Two mysteries about enzymes have fascinated me throughout my career: how they work and where they came from. Tryptophanyl-tRNA synthetase (TrpRS) introduced my group to novel aspects of both mysteries:

Mechanistic Enzymology and Allostery

  • Ligand-dependent crystal growth gave us a full set of conformations related to the mechanism (Fig. 1).
  • Combinatorial mutagenesis and thermodynamic cycles allowed us to identify what we feel are the central long-range coupling between domain motion, catalysis, and specificity (Fig. 2).
  • Minimum action pathways furnished computational parameters we could correlate quantitatively with both structural and functional consequences of the mutagenesis (Fig. 3).
  • TrpRS illustrates the conversion of ATP hydrolysis free energy into information with the use of an “escapement mechanism” which allows it to transcend the second law of thermodynamics (Fig. 4, Fig. 5).

Origins of genetic coding

  • Modular deconstruction of superposed 3D structures of the two aminoacyl-tRNA synthetase superfamilies led to the identification of successively more highly conserved motifs—Urzymes and Protozymes—that we have expressed and shown retain high catalytic proficiencies (Figure 6).
  • We built sound, multidimensional support for the Rodin-Ohno hypothesis that the two aminoacyl-tRNA synthetase superfamilies descended from opposite strands of the same ancestral bidirectional gene (Figure 7).
  • Bidirectional coding is a bizarre notion; it means that the unique information in a gene has two entirely different interpretations, depending on which strand is translated (Figure 8).
  • We related amino acid physical chemistry to both protein folding and tRNA recognition (Figure 9).
  • We uncovered the recognition signals in tRNA bases that implement the complementary duality observed in the aminoacyl-tRNA synthetases (Figure  10).
  • Relationships in Figures 8 and 9  demonstrate how cognate aaRS/tRNA cognate pairs became the molecular dictionary that translates  the genetic code.
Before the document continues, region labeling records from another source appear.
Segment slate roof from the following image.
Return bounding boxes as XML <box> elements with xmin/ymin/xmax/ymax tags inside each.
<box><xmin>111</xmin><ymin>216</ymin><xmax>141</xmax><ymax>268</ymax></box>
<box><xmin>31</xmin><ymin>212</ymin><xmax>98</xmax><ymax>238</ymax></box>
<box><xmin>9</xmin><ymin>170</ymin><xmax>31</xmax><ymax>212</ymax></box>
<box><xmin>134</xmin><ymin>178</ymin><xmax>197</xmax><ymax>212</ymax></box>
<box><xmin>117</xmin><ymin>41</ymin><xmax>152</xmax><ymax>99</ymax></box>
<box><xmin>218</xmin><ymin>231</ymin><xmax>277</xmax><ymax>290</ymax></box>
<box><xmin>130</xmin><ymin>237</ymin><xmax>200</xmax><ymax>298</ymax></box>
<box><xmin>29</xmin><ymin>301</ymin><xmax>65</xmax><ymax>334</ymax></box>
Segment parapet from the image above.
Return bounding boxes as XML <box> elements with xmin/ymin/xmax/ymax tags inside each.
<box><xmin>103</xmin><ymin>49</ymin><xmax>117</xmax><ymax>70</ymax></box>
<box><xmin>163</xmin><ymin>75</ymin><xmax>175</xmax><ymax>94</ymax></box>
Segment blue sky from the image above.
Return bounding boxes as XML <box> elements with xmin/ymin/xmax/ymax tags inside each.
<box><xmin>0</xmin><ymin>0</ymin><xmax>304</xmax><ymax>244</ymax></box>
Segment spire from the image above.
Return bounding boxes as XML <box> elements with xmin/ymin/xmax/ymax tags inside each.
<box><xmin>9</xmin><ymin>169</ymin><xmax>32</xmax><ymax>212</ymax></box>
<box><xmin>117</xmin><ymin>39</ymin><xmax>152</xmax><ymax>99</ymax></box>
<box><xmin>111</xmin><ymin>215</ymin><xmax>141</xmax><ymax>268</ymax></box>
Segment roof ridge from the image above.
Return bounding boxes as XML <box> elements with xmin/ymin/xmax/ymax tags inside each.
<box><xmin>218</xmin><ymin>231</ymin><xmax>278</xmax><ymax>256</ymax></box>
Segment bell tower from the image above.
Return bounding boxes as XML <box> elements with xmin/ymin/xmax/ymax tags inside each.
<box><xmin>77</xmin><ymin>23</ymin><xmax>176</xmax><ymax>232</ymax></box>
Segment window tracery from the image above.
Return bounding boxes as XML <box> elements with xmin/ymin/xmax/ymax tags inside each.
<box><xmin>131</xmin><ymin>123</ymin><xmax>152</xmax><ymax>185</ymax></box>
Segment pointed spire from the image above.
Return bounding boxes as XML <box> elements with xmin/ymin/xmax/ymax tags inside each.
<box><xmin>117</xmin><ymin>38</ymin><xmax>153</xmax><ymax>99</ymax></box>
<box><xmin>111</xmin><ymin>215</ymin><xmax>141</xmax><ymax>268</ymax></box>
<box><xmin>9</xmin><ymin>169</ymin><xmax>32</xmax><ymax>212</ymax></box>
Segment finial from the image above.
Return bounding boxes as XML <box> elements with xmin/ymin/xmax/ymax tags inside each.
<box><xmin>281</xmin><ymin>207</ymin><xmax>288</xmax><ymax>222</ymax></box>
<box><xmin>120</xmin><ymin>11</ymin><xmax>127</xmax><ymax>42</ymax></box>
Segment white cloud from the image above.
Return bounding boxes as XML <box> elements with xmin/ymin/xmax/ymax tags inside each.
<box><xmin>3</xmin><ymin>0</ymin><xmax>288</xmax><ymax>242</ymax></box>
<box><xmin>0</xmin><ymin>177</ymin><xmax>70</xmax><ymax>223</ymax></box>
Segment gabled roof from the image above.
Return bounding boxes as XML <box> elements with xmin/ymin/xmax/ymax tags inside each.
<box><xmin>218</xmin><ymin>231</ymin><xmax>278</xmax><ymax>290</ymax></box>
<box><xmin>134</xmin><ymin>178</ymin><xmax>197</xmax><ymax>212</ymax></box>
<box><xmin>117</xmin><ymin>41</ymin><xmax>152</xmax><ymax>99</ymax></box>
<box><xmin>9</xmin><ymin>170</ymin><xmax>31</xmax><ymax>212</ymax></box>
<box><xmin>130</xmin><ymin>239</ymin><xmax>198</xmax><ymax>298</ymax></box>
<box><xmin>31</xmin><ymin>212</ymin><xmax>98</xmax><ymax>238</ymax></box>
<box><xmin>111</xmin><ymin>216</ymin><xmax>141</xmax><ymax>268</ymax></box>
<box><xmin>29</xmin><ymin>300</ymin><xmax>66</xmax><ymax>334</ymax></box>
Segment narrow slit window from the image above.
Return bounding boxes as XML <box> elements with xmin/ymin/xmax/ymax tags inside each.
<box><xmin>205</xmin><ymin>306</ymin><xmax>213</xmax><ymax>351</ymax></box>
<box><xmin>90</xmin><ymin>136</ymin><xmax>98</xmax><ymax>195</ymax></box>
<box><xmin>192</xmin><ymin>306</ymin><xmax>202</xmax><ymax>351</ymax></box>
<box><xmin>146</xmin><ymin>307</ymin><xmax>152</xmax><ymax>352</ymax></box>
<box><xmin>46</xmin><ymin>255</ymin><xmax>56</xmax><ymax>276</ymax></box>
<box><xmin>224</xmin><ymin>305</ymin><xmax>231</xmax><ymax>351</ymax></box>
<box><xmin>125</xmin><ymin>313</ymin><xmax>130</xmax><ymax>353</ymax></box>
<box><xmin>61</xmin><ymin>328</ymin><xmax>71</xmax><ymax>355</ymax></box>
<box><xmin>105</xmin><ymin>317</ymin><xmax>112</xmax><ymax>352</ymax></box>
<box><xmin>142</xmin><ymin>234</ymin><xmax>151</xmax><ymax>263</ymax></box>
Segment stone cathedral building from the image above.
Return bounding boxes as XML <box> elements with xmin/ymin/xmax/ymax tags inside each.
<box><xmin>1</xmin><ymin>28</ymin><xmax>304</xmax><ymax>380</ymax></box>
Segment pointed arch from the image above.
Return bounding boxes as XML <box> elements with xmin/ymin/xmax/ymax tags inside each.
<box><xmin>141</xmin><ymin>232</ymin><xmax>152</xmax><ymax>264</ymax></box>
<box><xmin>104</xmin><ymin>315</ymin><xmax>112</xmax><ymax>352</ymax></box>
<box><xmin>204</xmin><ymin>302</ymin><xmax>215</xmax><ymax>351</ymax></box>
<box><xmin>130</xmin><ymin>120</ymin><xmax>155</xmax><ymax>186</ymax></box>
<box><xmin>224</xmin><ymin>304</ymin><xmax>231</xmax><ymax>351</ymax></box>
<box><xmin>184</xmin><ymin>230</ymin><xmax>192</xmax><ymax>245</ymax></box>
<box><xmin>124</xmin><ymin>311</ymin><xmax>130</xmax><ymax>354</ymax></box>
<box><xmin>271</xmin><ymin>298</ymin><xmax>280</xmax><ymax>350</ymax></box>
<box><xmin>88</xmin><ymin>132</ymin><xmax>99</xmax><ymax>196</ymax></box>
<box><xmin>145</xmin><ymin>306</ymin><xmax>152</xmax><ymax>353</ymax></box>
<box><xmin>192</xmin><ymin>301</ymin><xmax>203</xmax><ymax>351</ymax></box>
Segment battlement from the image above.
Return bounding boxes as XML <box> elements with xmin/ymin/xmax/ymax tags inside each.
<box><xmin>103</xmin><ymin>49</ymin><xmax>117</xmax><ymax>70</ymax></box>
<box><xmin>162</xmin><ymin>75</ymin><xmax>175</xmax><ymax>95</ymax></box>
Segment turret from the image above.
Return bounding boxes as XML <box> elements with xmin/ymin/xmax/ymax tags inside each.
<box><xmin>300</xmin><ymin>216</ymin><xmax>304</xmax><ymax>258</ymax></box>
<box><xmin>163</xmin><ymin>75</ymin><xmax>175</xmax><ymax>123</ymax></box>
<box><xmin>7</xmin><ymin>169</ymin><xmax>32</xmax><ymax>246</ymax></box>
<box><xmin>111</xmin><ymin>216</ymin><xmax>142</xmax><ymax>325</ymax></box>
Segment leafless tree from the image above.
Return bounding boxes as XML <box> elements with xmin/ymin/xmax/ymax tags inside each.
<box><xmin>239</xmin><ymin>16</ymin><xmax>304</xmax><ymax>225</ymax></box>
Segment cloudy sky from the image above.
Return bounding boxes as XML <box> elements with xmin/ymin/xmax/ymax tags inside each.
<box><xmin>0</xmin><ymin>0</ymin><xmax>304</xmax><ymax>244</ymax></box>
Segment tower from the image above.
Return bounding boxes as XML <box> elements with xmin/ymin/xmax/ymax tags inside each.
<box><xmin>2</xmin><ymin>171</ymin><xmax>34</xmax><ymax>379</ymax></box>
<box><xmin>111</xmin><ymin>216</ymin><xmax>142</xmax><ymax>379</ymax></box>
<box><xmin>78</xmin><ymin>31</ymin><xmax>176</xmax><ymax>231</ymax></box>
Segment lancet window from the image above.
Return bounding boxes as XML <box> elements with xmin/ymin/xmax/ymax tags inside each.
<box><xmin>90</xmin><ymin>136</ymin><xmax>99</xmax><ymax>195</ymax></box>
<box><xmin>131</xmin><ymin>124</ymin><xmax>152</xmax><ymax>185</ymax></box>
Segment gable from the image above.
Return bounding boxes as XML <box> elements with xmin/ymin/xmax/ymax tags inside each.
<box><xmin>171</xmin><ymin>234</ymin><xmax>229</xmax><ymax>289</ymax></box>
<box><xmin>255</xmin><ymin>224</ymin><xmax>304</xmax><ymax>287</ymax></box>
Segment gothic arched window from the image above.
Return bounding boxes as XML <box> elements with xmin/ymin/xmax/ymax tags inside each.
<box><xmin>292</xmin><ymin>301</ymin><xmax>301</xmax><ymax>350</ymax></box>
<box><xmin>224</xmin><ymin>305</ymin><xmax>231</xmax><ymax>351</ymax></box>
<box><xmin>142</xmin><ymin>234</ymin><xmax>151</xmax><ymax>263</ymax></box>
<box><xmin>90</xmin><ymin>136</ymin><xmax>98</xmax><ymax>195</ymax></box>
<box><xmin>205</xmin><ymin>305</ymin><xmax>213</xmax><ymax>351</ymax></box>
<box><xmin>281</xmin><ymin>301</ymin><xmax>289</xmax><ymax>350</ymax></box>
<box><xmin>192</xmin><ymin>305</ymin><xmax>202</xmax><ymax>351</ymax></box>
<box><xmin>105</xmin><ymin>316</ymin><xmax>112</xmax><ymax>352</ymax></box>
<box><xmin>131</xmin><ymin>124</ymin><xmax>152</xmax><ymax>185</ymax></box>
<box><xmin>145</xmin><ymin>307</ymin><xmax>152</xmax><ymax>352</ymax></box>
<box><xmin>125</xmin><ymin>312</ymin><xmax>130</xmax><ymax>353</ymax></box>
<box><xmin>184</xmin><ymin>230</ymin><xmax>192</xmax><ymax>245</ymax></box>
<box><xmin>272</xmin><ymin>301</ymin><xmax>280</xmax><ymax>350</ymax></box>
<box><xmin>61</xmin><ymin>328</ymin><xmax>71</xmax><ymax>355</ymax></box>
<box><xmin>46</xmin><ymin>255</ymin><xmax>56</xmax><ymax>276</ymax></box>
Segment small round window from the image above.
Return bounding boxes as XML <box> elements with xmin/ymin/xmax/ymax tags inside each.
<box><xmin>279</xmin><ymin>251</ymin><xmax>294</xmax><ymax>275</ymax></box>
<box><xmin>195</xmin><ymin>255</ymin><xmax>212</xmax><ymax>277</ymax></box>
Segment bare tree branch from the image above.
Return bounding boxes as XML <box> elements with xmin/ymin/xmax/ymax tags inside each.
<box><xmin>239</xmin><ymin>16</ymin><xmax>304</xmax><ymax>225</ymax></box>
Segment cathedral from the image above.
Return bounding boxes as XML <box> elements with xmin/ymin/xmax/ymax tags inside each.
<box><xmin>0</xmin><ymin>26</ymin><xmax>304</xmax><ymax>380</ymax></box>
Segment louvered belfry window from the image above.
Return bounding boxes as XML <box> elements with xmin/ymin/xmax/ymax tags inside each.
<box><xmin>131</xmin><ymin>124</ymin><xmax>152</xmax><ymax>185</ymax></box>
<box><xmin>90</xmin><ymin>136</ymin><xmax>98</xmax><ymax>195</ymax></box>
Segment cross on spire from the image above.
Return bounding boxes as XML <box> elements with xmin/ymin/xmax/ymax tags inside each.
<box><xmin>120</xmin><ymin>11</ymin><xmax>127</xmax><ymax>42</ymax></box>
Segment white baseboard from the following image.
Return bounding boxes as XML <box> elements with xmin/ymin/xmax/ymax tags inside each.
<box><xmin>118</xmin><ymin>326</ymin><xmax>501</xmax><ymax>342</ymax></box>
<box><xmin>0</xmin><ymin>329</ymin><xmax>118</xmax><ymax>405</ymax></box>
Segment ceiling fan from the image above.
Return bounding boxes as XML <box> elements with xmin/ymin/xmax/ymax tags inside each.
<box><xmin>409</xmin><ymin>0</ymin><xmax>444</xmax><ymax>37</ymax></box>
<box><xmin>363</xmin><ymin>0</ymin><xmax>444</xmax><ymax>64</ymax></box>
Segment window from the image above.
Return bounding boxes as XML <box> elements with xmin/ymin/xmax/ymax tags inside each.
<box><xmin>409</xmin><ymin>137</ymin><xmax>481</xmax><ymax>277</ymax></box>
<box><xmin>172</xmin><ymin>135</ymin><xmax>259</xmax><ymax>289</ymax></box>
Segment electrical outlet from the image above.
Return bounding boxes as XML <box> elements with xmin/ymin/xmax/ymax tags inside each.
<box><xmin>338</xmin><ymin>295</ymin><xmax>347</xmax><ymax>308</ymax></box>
They also serve as a nanosensing mechanism essential to indirect, computational genetic coding (Figure 11).
  • The most important selective advantage of ancestral bidirectional coding was probably that it assured the colonization of parts of amino acid sequence space that are as distinct as possible from each other, assuring that descendants of the aaRS could generate the diversity seen in the proteome.
  • They establish a convincing scenario for how the synthetases were able evolve—reflexively—as the first proteins able to enforce the rules by which they are translated (Figure 11).